"Haykakan Zhamanak" reports that the Yerevan municipality is haunted by rumors about Mayor Robert Nazarian's imminent resignation. The paper claims that Nazarian has told his subordinates that President Robert Kocharian promised not to sack him before next February. Minister for State Revenues Yervand Zakharian is considered to be Nazarian's most likely successor.
In an interview with "Aravot," a senior member of the Armat faction of the former ruling HHSh, Stepan Grigorian, says that only former president Levon Ter-Petrosian can offer a credible alternative to Kocharian. "The opposition can achieve results only by consolidating around Ter-Petrosian," Grigorian says.
But as the leader of the opposition Union for Constitutional Rights (SIM), Hrant Khachatrian, tells "Hayots Ashkhar," Ter-Petrosian "has no chances of a comeback although there exists a plan to bring him back to the political arena, which is backed by quite serious forces." "But no matter how hard those forces try, it is no longer possible to create pre-requisites for the HHSh's return to power," Khachatrian says. He also calls for "immediate" negotiations among the country's main opposition parties over their possible joint candidate in the next presidential elections. He believes that that candidate should be "a new person" in Armenian politics.
"Haykakan Zhamanak" reports that the Socialist Armenia bloc, the Armenian Communist Party (HKK) and another Communist organization will soon announce the formation of a "left-wing patriotic alliance." It will also comprise other, smaller left-wing groups. The bloc will campaign, among other things, for Armenia's accession to the Russia-Belarus union despite the latest rift between Moscow and Minsk. The liberal paper, which is strongly opposed to the idea, says leaders of the would-be alliance are only driven by nostalgia for their affluent Soviet past. But they will not succeed in "changing the course of history," it concludes.

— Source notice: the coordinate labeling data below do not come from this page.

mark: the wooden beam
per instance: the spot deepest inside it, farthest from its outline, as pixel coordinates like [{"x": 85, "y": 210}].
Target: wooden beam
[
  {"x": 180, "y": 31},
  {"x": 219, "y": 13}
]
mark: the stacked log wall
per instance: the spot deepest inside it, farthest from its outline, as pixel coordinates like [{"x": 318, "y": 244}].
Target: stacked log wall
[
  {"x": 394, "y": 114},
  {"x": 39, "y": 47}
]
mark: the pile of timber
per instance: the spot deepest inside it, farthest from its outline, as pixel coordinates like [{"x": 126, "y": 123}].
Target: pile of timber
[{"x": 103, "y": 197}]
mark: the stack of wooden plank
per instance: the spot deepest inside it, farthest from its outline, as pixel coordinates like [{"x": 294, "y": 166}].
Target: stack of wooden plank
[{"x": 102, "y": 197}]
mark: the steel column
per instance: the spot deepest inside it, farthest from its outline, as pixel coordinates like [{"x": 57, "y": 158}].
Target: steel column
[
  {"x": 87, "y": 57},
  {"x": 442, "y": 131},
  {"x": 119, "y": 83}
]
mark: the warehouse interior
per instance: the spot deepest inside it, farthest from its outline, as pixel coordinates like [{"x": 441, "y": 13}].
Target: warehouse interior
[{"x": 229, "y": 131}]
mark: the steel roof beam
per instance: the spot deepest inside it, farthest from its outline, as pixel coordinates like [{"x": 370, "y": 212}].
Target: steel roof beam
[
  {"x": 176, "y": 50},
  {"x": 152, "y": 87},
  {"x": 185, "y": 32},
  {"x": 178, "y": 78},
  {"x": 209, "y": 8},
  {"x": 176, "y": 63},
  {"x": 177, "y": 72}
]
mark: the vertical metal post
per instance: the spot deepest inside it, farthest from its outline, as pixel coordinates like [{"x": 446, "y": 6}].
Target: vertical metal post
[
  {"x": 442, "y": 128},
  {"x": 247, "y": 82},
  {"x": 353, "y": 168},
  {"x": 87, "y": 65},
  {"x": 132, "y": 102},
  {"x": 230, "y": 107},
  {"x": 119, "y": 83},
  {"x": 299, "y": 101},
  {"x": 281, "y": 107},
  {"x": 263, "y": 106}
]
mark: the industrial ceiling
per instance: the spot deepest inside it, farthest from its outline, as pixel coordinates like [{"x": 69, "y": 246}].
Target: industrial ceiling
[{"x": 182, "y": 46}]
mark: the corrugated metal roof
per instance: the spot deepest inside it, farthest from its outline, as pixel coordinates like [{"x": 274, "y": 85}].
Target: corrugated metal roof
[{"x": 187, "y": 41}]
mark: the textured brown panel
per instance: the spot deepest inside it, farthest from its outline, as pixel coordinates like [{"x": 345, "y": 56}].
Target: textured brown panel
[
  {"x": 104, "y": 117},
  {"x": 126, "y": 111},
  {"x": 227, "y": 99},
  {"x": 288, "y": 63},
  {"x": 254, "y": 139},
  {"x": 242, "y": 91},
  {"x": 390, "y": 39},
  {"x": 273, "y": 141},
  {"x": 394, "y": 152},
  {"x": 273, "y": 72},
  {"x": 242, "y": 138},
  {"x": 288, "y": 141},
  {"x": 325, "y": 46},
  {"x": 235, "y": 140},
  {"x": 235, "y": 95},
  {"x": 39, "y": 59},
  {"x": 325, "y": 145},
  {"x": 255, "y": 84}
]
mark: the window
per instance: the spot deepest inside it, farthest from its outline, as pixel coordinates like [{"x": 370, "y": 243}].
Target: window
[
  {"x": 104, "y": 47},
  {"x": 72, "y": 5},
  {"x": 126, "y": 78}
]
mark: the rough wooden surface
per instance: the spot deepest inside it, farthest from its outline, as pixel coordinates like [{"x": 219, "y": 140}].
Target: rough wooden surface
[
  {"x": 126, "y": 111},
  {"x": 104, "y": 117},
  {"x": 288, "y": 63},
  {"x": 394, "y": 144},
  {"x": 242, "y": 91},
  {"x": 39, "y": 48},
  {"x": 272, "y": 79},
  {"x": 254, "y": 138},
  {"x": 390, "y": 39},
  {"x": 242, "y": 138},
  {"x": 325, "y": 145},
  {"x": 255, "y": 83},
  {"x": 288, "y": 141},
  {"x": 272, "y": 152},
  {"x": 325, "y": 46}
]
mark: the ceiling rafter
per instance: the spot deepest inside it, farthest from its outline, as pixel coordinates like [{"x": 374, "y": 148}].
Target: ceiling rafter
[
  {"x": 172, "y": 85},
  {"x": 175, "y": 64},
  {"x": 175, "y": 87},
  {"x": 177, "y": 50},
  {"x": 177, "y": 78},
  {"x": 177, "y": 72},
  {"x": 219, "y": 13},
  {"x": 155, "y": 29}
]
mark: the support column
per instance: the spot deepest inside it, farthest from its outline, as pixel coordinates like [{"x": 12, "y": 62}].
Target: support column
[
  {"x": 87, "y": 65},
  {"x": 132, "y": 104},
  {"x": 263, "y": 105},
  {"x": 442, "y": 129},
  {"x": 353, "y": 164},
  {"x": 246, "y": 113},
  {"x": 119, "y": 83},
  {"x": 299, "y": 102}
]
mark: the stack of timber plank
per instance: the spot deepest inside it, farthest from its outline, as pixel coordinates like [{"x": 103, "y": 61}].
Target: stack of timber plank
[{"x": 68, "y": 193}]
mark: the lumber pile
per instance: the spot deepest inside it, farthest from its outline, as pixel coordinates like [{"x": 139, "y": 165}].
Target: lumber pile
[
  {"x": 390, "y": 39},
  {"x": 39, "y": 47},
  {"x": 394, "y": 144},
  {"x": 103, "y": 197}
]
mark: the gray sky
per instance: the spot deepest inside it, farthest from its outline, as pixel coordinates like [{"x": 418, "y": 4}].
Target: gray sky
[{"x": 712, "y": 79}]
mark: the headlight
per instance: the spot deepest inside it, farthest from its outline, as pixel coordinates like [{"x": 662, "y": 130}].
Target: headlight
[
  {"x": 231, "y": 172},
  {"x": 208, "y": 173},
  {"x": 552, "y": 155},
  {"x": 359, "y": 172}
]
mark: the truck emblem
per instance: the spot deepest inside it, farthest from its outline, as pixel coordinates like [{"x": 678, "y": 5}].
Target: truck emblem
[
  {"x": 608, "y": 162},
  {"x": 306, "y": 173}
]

"Hayots Ashkhar" quotes an HKK leader, Norik Petrosian, as saying that the Communists remain committed to joining the Russia-Belarus union but pin no hopes on the current Russian leadership. "[President] Putin is more dangerous for Russia, more cynical than Yeltsin and is setting such conditions that scare off those who are ready to join the union," he complains.
Meanwhile, Armenia's controversial telecommunications monopoly, ArmenTel, comes under fresh media criticism over its latest row with one of the country's biggest Internet service providers. "Hayots Ashkhar," for example, reports that all office telephones of the newspaper "Iravunk" were cut off on Tuesday. The paper says this happened after "Iravunk" ran a report highly critical of ArmenTel.